Stało się to, na co liczyłem od dawna, choć pewności nie miałem. Mój optymizm co do możliwości szybkiego osiągnięcia „dobrej zmiany” ostygł nieco  z chwilą, kiedy pojawiła się na ulicach falanga bezczelnie nazywająca siebie KOD, a przecież z obroną prawdziwej demokracji, to oni mają tyle wspólnego, co kot napłakał. Zachwiało to na jakiś czas moją nadzieją na powrót dobrych czasów PRL-u, ale nie ma złego co by na dobre nie wyszło. Moi towarzysze z PRL-u, dziś przebrani w  dostojne bogoojczyźniane stroiki PiS-u, wśród których znaczną rolę odgrywają byli aktywiści PZPR, okazuje się - zwarli szeregi. Nie straszne im pomachiwania szabelką mas słusznie zaliczonych do „drugiego sortu”. Niech ci KOD-owcy od siedmiu boleści mają świadomość, że nie mogą dziś w patriotycznych manifestacjach nowej władzy PiS, zajmować miejsca nawet tam gdzie stało ZOMO. 

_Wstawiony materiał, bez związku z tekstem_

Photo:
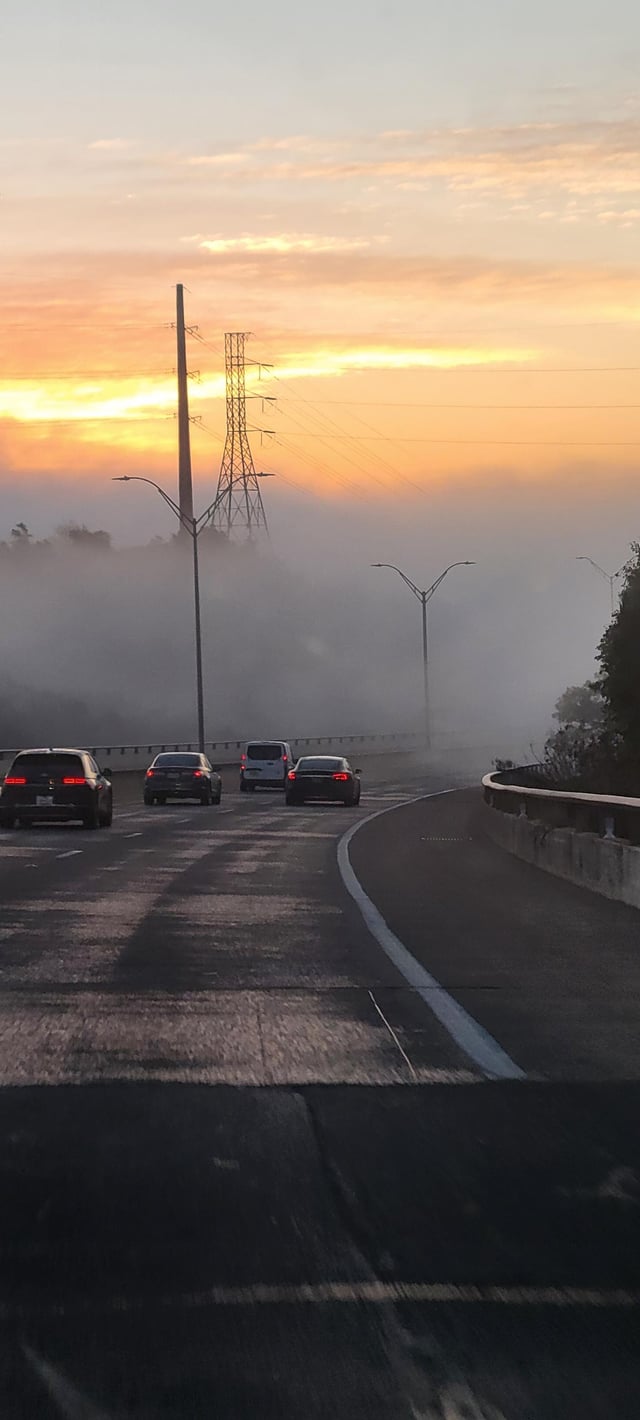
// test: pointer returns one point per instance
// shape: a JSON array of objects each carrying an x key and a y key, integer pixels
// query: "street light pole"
[
  {"x": 609, "y": 577},
  {"x": 192, "y": 526},
  {"x": 425, "y": 597},
  {"x": 199, "y": 649},
  {"x": 427, "y": 707}
]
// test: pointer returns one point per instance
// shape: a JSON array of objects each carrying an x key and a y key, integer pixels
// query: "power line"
[
  {"x": 419, "y": 403},
  {"x": 588, "y": 443}
]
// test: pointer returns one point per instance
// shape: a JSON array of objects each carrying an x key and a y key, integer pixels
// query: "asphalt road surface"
[{"x": 253, "y": 1166}]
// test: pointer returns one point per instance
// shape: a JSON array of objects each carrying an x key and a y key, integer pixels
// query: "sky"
[{"x": 427, "y": 217}]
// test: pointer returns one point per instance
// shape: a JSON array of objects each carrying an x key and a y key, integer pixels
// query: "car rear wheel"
[{"x": 91, "y": 818}]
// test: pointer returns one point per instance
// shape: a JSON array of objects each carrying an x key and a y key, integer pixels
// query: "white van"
[{"x": 264, "y": 763}]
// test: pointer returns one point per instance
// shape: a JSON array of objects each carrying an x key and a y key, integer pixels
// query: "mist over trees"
[
  {"x": 598, "y": 743},
  {"x": 98, "y": 643}
]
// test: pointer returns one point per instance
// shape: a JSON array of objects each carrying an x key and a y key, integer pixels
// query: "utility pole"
[
  {"x": 239, "y": 501},
  {"x": 609, "y": 577},
  {"x": 185, "y": 486}
]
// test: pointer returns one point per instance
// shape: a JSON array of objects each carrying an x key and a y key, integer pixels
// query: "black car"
[
  {"x": 56, "y": 785},
  {"x": 322, "y": 777},
  {"x": 182, "y": 776}
]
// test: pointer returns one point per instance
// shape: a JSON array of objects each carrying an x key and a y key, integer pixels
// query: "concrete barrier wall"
[
  {"x": 605, "y": 865},
  {"x": 127, "y": 757}
]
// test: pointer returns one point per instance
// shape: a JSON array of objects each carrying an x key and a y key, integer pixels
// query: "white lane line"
[
  {"x": 460, "y": 1025},
  {"x": 369, "y": 1291}
]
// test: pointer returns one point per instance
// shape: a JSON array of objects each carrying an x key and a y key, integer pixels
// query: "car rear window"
[
  {"x": 33, "y": 766},
  {"x": 321, "y": 763},
  {"x": 176, "y": 761}
]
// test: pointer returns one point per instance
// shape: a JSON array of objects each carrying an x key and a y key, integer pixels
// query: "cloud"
[
  {"x": 576, "y": 158},
  {"x": 280, "y": 243},
  {"x": 111, "y": 145}
]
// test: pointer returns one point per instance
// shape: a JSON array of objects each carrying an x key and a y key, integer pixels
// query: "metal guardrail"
[
  {"x": 227, "y": 751},
  {"x": 605, "y": 814}
]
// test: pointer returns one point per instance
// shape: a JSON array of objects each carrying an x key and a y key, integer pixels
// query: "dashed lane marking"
[
  {"x": 460, "y": 1025},
  {"x": 322, "y": 1294},
  {"x": 393, "y": 1037}
]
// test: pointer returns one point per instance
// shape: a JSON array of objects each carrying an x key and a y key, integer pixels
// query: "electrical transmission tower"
[{"x": 239, "y": 501}]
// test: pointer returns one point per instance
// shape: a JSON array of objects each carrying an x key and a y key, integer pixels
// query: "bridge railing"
[
  {"x": 517, "y": 791},
  {"x": 127, "y": 757}
]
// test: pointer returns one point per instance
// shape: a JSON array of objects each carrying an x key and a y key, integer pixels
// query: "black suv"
[
  {"x": 57, "y": 785},
  {"x": 182, "y": 774}
]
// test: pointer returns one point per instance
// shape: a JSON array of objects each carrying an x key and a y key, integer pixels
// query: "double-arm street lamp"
[
  {"x": 609, "y": 577},
  {"x": 193, "y": 527},
  {"x": 425, "y": 595}
]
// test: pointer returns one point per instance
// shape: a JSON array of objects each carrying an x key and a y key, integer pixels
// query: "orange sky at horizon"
[{"x": 440, "y": 298}]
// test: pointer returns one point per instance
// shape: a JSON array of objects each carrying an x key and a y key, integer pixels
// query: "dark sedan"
[
  {"x": 182, "y": 776},
  {"x": 56, "y": 785},
  {"x": 322, "y": 777}
]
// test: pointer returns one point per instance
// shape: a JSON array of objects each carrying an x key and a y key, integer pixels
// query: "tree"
[
  {"x": 619, "y": 659},
  {"x": 579, "y": 706},
  {"x": 81, "y": 536}
]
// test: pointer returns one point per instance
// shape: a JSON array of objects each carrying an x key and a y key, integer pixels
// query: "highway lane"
[
  {"x": 351, "y": 1221},
  {"x": 210, "y": 945},
  {"x": 549, "y": 969}
]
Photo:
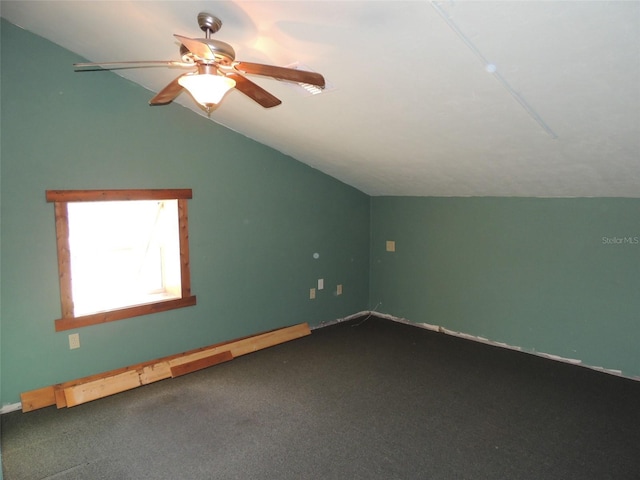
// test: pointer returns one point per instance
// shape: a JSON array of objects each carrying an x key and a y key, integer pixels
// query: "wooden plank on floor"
[
  {"x": 154, "y": 373},
  {"x": 199, "y": 364},
  {"x": 104, "y": 387},
  {"x": 158, "y": 369},
  {"x": 35, "y": 399}
]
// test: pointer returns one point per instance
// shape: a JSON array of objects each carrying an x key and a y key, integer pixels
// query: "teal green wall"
[
  {"x": 529, "y": 272},
  {"x": 256, "y": 219}
]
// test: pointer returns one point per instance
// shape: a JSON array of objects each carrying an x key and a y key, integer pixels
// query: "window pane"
[{"x": 121, "y": 252}]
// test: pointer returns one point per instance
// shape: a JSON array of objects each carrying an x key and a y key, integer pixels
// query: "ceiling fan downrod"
[{"x": 209, "y": 24}]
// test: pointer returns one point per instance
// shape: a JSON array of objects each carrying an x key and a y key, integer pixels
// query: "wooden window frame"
[{"x": 60, "y": 199}]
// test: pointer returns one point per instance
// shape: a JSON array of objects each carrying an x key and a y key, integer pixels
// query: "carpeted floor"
[{"x": 365, "y": 399}]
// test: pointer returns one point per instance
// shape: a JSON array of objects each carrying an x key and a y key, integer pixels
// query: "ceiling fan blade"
[
  {"x": 281, "y": 73},
  {"x": 198, "y": 48},
  {"x": 93, "y": 66},
  {"x": 168, "y": 93},
  {"x": 254, "y": 91}
]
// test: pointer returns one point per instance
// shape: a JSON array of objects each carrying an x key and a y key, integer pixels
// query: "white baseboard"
[{"x": 437, "y": 328}]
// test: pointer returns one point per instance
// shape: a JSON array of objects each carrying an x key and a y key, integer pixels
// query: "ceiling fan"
[{"x": 216, "y": 71}]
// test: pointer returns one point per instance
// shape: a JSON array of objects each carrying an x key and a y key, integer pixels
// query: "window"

Von z ulic miast. Wasze miejsce w ogołoconych z drzew przez naszego ministra rewirach Puszczy Białowieskiej albo na piaskach Pustyni Błędowskiej. Na co możecie liczyć podlizywacze Zachodnich tyłków, tzw. KOD-owcy? Myślicie, że obroni Was Unia Europejska. Uśmiać się można. Komisję Wenecką już od dawna mamy w d. (nie mylić z demokracją ). A dni waszej boskiej Angeli Merkel są już dawno policzone, tak samo jak Kaczora Donalda, który nie po to nauczył się angielskiego, by wracać do kraju, w którym już wkrótce obce języki będą zakazane. Ale wracam do meritum.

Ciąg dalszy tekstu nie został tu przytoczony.